THE STORY
Lucy believes she is the last person alive—the final inhabitant of the vast Cheyenne Mountain bunker. Once a military ark built to outlast the end of the world, it has become a sterile mausoleum humming with machinery that will survive long after she is gone. Her only connection to the life she loved is a time-travel chamber that tears her back for twelve hours at a time. Never long enough to change anything, but always long enough to hurt.
She returns for fragments she cannot bear to lose: the taste of real coffee, Roger's laugh, the warmth of her found family. Each jump ends in violent agony. Each return leaves her weaker. The past cannot be repaired, yet she keeps reaching for it.
Memory crashes over her in fragments. A sunlit café where she first met Roger. Moving in together. Wedding plans. Then the slow unraveling as the world edged toward collapse. Lucy tries again and again to warn them. Each jump places her inside moments she can witness but never redirect.
Everything shifts the day she sees movement on the surveillance monitors. Three figures stand at the mountain entrance. Three children—Tom, sharp and determined; Grace, perceptive and steady; little Lu, wide-eyed and curious. For them the bunker is mythical. For Lucy their arrival is an earthquake.

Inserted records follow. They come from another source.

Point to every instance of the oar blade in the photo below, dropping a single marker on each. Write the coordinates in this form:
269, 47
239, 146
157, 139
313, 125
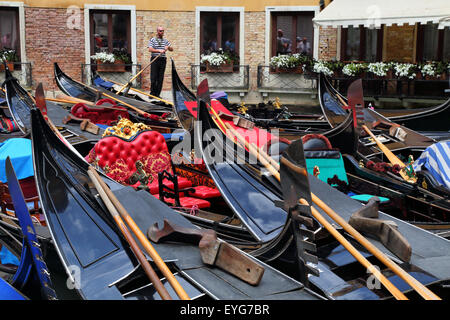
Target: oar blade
355, 98
203, 92
28, 231
39, 96
295, 186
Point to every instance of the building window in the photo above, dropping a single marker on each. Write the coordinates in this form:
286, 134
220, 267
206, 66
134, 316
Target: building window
433, 44
219, 30
361, 44
110, 31
9, 29
292, 32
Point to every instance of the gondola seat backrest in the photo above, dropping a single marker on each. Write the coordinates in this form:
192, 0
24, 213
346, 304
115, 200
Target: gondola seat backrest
319, 152
118, 158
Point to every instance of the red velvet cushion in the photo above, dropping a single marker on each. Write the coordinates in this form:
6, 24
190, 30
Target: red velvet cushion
109, 149
204, 192
188, 202
182, 183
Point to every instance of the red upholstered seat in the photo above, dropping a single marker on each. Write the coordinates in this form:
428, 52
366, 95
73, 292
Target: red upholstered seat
182, 183
118, 158
188, 202
204, 192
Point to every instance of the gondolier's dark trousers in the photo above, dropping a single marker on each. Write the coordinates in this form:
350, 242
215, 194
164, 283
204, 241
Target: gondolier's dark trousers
157, 70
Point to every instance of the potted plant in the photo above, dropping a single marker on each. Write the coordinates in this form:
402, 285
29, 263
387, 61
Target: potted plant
286, 63
379, 69
323, 67
108, 62
405, 70
336, 67
354, 69
122, 56
429, 70
219, 61
9, 56
442, 69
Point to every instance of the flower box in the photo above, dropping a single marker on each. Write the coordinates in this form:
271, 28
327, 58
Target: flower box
117, 66
9, 64
225, 67
298, 70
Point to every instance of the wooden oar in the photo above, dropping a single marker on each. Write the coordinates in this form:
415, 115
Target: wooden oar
71, 100
74, 100
156, 281
142, 92
391, 156
388, 153
263, 158
40, 103
131, 80
142, 238
355, 253
419, 287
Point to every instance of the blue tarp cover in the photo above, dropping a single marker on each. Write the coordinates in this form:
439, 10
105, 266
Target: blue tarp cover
436, 159
102, 83
19, 150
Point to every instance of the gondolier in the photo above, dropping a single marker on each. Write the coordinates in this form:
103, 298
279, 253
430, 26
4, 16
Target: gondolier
158, 47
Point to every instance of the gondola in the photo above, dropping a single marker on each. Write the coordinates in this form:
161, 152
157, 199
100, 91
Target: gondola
431, 119
183, 98
19, 104
423, 201
342, 204
31, 279
79, 90
100, 82
107, 269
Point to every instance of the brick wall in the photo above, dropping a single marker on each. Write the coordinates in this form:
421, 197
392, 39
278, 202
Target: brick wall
327, 43
179, 30
49, 40
399, 43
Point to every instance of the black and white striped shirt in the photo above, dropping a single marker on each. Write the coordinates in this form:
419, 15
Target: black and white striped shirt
159, 44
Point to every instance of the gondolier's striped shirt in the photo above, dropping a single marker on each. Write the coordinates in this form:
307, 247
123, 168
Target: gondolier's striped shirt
159, 44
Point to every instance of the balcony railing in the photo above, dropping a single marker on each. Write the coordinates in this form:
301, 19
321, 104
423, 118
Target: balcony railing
238, 80
23, 72
270, 80
122, 77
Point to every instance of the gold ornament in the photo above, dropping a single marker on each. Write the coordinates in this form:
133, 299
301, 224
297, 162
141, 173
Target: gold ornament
126, 129
277, 103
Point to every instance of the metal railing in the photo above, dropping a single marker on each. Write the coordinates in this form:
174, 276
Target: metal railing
270, 79
238, 80
23, 72
122, 77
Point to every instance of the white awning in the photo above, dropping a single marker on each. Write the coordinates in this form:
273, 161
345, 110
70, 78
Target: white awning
374, 13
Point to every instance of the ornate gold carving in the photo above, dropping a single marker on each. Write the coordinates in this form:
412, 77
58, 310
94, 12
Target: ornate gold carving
126, 129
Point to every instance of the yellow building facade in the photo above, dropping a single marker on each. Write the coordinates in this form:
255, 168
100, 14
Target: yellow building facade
70, 32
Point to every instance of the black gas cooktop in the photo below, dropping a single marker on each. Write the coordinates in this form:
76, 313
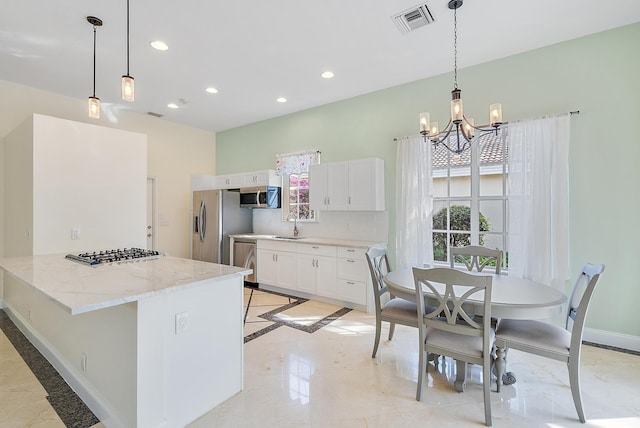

They break her decade of silence with simple needs. Hot water. Food. Crayons. Music. Their presence introduces something Lucy has long suppressed: connection. As a fragile sense of community begins to form, Lucy is forced to confront a question she has avoided for decades. Is survival enough if you are still living in yesterday?
With the children looking to her for answers, and the machine still humming in the dark, Lucy stands at a threshold she can no longer ignore. Will she make one more jump into what she has lost, or risk stepping toward a future she cannot control?